This story is everything you would expect from an author and illustrator who has come to be regarded by children’s book lovers as the “Queen of Picturebooks.” A tender and thoughtful story set in 1930s Liverpool with lovely illustrations in Shirley Hughes’ unique style, this has a kindly theme of acceptance and friendship that is particularly fitting at Christmas.
Young Bronwen and her little brother Dylan live with their widowed Mam. Every day, in the early hours of morning, Mam leaves the two alone as she gathers other people’s laundry to bring back to their house to wash. Each night at bedtime, if she’s not too tired, Mam tells the children stories. Not fairy tales read aloud from books but exciting stories of dragons and ghosts, for their mother is a proper storyteller. Each Sunday, the little family go to the local chapel, perhaps a reminder of home in Wales. The O’Rileys, who live next door also go to church, but a different sort of church and one that Mam warns the two small children is not a church for them. Although polite to Mrs O’Riley and her sons Bronwen and Dylan’s mother keeps her distance from them.

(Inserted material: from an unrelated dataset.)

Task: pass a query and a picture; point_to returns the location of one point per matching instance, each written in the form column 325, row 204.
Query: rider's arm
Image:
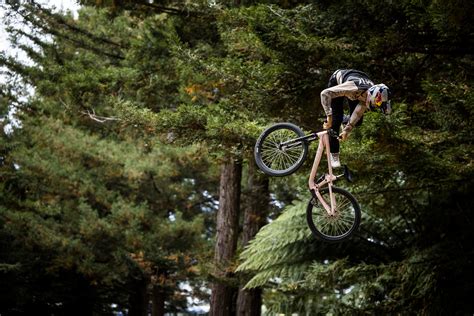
column 355, row 117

But then on Christmas Eve, Mam has to go out to the shops for some last minute items and leaves her children alone for a little while. Bronwen and Dylan hear a ghostly plonk! plonk! plonk! from the washroom that sends them running into the street. They run straight into the arms of Mrs. O’Riley. Far from being scary or “different.” Mrs O’Riley reassures the children and takes them into her home until their mother returns. Once next door the children not only find the family are kind and welcoming but they also solve the mystery of the ghostly plonking. Better still Bronwen and Dylan’s mum makes a new and kind friend.
The wonderful illustrations are so full of detail that you want to slow down as you read this book and take it all in. Young children would learn quite a lot of historical information from this lovely book without actually realising it. Shirley Hughes has a gift for conveying the emotions of small children in their expressions and general demeanour that encourages young readers to empathise with the characters. Little children can become very worried by the unknown or something they don’t understand despite there often being a very straightforward explanation for it. Both the story and the illustrations capture this perfectly. As with all this author’s picture books there is a feeling of comforting kindness and reassurance. We all need a bit of that sometimes.
I must confess to a personal reason for liking this particular Christmas picture book even more. My parents are a similar age to Shirley Hughes and were born and brought up in Liverpool too. In fact my dad has memories of visiting T J Hughes’ department store, founded by her father, as a little boy. This book and the illustrations in particular remind me of my own childhood visits to Liverpool and my dad’s stories of life in pre-war Liverpool so I have always felt an affinity to the story and the characters. However you don’t have to be a Scouser to love this, a lovely thoughtful message of kindness and community spirit is wonderful for everyone.